LAWS(BOM)-1944-3-17

MAGANLAL BHAGWANDAS Vs. AHMEDABAD MUNICIPALITY

Decided On March 20, 1944
MAGANLAL BHAGWANDAS Appellant
V/S
AHMEDABAD MUNICIPALITY Respondents

JUDGEMENT

(1.) THE appellant in this case was the plaintiff in the trial Court, and he brought a suit against the defendant-respondent, the Municipal Borough of Ahmedabad, to recover Rs. 347 which he had paid by way of terminal tax and to obtain an injunction restraining the defendant from levying any such tax on the plaintiff's goods. THE plaintiff had a brick-kiln within the Municipal limits of Ahmedabad in a survey number which abuts on the limits of the Municipal area. As there is no direct access from this survey number to the Naroda Road he had to carry the bricks manufactured by him in his survey number to some distance outside the Municipal limits in order to join the Naroda Road in the process of taking the bricks from the factory to his place of business. When the bricks were being brought into the Municipal limits after having been taken out of those limits, the Municipal servants at the municipal toll naka levied a tax of Rs. 347 on those bricks. THE plaintiff, thereupon, filed the suit on September 21, 1939, to obtain a refund of the amount and for a perpetual injunction restraining the Municipality from collecting the terminal tax from him in future. THE contention of the defendant Municipality was that the plaintiff's goods were liable for the payment of the terminal tax inasmuch as they were brought within the Municipal limits from outside those limits and that it made no difference whether the goods in question were, in fact, manufactured within those limits. THE learned trial Judge was of opinion that if goods were prepared and stored within Municipal limits and if they were to be conveyed from that place within municipal limits to any other place within municipal limits, there could not be any imparting of goods, if in the act of conveying the goods it was found necessary to go for some distance outside the municipal limits for want of a direct passage from the place where the goods were stored, within Municipal limits to the Municipal road.

(2.) HE accordingly decreed the plaintiff's suit with costs except as regards the prayer for injunction. Against that order the defendant Municipality filed an appeal in the District Court of Ahmedabad. The learned Assistant Judge who heard the appeal was of opinion that the word "import" must be given its natural meaning, and the moment the goods were brought inside the Municipal limits from abroad, the goods became imported within the meaning of Rule 380 of the Ahmedabad Municipal Code. HE thought that the circumstance that the starting point as well as the point of finish fell within Municipal limits was no excuse for avoiding payment of the tax. In coming to this conclusion, the learned Judge referred to the case of In re Rahimu Bhanji (1897) I. L. R. 22 Bom. 843 and the unreported decision of Mr. Justice Broomfield in C. Prabhudas & Co. v. Ahmedabad Municipality (1934) C. R. A. No. 239 of 1934. HE, therefore, allowed the appeal, set aside the decree of the trial Court and dismissed the plaintiff's suit with costs throughout. Against that order the plaintiff has filed this second appeal.

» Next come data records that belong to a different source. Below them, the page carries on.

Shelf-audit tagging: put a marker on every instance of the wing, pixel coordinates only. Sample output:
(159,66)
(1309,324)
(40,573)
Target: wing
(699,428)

(3.) THE learned Counsel for the appellant invited our attention to a decision of the Allahabad High Court in the case of Emperor v. Sheikh Ajmeri (1933) I. L. R. 56 All. 241. In that case, the Municipal area consisted of two detached territories, and according to the Municipalities Act, octroi was payable in respect of goods and animals introduced within the octroi limits or brought within the Municipal limits. A question arose whether the animals brought from one detached area of the Municipal limits into the other Municipal area were subject to the payment of the octroi. THE learned Judges held that in their opinion the significance of the words "introducing" and "brought in" was that they must be imported from outside the Municipal limits altogether, and that they were not meant to cover a case of transit where the goods were transferred from one part of the Municipality to another part within its limits. THE learned Judges were not there interpreting the word "import" as we have to in the present case and were, no doubt, influenced very largely by the fact that the Municipal limits in that case also included a detached area of Jharnanala separated by a distance of three miles from the old Municipal limits of Agra. In that case, it was physically impossible for a person within one part of the Municipal area to go into the other part of the Municipal area without going outside that area for a distance of three miles. THE practical difficulties in the way of adopting any other construction were so great that the learned Judges thought that the words "introducing" and "brought in" were not intended to cover a case of transit from one part of the Municipality to another part within its limits. Even so, the learned Judges realized that the interpretation they were putting on those words was bound to create practical difficulties. At page 246 they observe: THE Municipal Board would not know wherefrom the animals were being imported and they are entitled to demand octroi duty as soon as they enter the municipal limits of Jharnanala. But if the accused were to establish that these animals were within the municipal limits of Agra and the identical animals have been brought from there into the limits of Jharnanala, then no octroi duty would be leviable, because in our opinion this would not be a case of importing goods or animals from outside the municipal limits.